LE STYLE DES JOUEURS
Avant, les joueurs avaient à peu près tous le même style : la crinière longue, et plutôt discrète. Désormais, toutes les excentricités capillaires sont permises. Des dessins sur le crâne aux coupes les plus folles, les terrains de foot sont devenus des vrais laboratoires de test pour les coiffeurs.

LES PUBLICITÉS
Avant, les footballeurs faisaient des publicités pour des voitures familiales ou pour du gazon. Aujourd'hui, ils posent dévêtus pour vendre des sous-vêtements et leur corps sculptés s'affichent partout.

LES SPONSORS
Avant les sponsors aidaient au développement des clubs et constituaient un appoint dans le budget global. Aujourd'hui, c'est la ressource principale et plus rien n'échappe à la présence des sponsors : les conférences de presse où même les bouteilles d'eau s'affichent devant les entraîneurs, les tenues d'entraînement, les maillots de match, les noms des stades et bien d'autres...

LA RELATION AVEC LES FANS
Il n'était pas rare de voir les footballeurs passer de longues minutes avec les supporters pour dédicacer des feuilles vierges, des posters ou des maillots. Aujourd'hui, même s'il y a des exceptions, la relation avec les fans passe par les réseaux sociaux et la tonne de selfies publiés chaque semaine.

LE LOOK ET LA SILHOUETTE
Avant, les joueurs "bedonnants" croisaient le fer avec des adversaires plus athlétiques. Aujourd'hui, le taux de masse graisseuse fait partie du vocabulaire de tous les joueurs qui enchaînent les séances de musculation et de gainage. Quant au look, des bons pères de famille hier, le football est passé aujourd'hui à toute forme d'excentricité, avec des couleurs criardes et un déclin du respect des couleurs traditionnelles des clubs.

L'INFLUENCE DES RÉSEAUX SOCIAUX
Avant, un carton rouge débouchait sur une sanction avec une prise de décision rapide. Aujourd'hui, les clubs et leurs présidents tentent d'influencer les commissions à travers des tweets assassins, des montages photos et vidéos et les sanctions passent de la LFP au CNOSF et parfois même devant les tribunaux.

L'APRÈS-MATCH
Avant, les joueurs pouvaient décompresser autour d'une bonne bière dans le vestiaire.

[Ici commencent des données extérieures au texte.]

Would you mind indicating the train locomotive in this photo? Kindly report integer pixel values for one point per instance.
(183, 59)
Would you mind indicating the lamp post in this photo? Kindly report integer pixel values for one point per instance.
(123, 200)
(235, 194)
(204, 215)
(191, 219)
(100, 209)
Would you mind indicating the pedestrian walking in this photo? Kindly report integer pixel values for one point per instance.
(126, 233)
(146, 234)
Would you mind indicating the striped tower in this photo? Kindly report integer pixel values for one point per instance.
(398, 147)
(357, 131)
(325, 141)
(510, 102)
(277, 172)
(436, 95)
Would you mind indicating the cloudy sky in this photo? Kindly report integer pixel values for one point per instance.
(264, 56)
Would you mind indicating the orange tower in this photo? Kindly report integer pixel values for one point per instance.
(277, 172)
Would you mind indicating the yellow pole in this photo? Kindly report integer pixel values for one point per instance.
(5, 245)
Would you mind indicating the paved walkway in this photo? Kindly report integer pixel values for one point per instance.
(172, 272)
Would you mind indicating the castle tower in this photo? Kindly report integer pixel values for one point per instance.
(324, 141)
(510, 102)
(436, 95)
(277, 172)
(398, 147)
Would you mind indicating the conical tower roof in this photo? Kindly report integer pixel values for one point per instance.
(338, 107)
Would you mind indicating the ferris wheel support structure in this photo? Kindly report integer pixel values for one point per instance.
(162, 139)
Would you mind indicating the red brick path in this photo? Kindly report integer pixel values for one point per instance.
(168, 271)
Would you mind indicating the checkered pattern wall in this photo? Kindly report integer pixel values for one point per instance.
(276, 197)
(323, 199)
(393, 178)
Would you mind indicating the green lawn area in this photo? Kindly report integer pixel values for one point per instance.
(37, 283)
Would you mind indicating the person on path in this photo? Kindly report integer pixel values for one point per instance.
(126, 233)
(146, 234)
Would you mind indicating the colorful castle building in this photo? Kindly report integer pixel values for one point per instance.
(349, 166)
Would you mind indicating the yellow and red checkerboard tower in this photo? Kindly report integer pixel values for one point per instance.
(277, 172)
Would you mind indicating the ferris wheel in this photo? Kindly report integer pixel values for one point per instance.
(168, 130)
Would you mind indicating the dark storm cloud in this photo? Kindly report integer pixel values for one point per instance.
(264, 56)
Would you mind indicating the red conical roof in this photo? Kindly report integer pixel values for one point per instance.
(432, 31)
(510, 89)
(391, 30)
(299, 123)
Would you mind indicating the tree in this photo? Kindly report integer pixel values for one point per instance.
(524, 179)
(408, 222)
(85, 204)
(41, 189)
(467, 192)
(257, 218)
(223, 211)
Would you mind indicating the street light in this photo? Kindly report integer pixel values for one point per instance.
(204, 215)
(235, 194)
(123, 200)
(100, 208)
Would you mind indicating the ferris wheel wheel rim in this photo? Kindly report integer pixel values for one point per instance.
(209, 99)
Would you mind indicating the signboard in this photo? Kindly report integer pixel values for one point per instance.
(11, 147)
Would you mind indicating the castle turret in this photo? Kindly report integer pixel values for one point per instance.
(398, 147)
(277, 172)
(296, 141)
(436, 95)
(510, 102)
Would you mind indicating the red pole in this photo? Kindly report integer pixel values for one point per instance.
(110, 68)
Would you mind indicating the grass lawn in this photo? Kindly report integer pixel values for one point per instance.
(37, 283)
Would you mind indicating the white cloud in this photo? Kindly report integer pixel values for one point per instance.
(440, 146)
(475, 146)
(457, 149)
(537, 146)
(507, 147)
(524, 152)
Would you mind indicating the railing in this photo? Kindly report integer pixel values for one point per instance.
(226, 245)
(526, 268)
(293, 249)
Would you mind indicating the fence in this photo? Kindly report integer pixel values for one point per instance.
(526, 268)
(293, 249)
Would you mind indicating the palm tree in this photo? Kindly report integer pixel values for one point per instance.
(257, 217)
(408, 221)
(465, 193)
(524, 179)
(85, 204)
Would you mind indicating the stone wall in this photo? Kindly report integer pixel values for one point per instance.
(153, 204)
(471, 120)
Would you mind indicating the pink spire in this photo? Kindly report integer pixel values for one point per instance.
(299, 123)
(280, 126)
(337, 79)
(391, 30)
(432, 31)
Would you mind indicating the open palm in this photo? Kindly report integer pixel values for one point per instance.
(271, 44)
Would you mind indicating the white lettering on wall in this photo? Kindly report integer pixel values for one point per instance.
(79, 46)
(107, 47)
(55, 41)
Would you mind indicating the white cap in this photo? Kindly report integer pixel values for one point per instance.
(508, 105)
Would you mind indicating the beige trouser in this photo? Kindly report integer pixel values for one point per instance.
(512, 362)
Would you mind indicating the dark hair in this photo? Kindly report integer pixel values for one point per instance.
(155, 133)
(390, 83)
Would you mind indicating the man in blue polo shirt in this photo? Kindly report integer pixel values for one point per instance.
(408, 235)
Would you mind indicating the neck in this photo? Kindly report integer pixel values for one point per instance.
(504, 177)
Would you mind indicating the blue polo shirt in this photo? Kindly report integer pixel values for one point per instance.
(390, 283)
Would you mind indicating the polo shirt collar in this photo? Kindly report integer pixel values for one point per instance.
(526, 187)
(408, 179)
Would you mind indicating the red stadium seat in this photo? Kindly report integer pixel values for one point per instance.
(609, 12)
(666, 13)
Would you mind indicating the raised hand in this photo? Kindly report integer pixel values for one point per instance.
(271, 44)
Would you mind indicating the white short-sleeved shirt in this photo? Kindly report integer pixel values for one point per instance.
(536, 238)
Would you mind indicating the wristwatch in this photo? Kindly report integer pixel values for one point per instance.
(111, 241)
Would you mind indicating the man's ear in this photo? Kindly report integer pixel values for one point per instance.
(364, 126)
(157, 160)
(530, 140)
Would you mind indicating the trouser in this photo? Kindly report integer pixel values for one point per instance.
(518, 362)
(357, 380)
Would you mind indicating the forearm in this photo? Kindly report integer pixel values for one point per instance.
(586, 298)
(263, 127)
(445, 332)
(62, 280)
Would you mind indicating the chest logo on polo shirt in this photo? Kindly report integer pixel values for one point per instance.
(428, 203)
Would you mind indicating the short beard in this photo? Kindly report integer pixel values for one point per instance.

Désormais le "travail invisible" prend le pas sur toute forme de plaisir : il faut récupérer au plus vite pour la sacro-sainte performance, quitte à passer de longues minutes dans des cabines à -80 degrés.

LES NUMÉROS DE MAILLOT
Avant, c'était assez simple : 11 joueurs donc des numéros de maillot qui vont de 1 à 11, avec le 1 pour le gardien, le 6 pour le milieu récupérateur, le 11 pour l'ailier gauche, etc. Désormais, c'est un festival de 24, 47, 77 et 99. Et on peut même rajouter au feutre un "+5" ou "75" selon les versions...

LA CÉLÉBRATION
Avant, les célébrations de but étaient classiques et traditionnelles, désormais à chacun sa créativité avec notamment le selfie devant la tribune des supporters ou les fameux sauts périlleux

LE TIRAGE AU SORT
Avant, certains matches qui se terminaient à égalité pouvaient se jouer au tirage au sort. Aujourd'hui.... eh bien cela n'a pas changé, comme l'a montré la Coupe d'Afrique des Nations 2015 avec la Guinée qualifiée pour les quarts de finale aux dépens du Mali, sur un coup de chance...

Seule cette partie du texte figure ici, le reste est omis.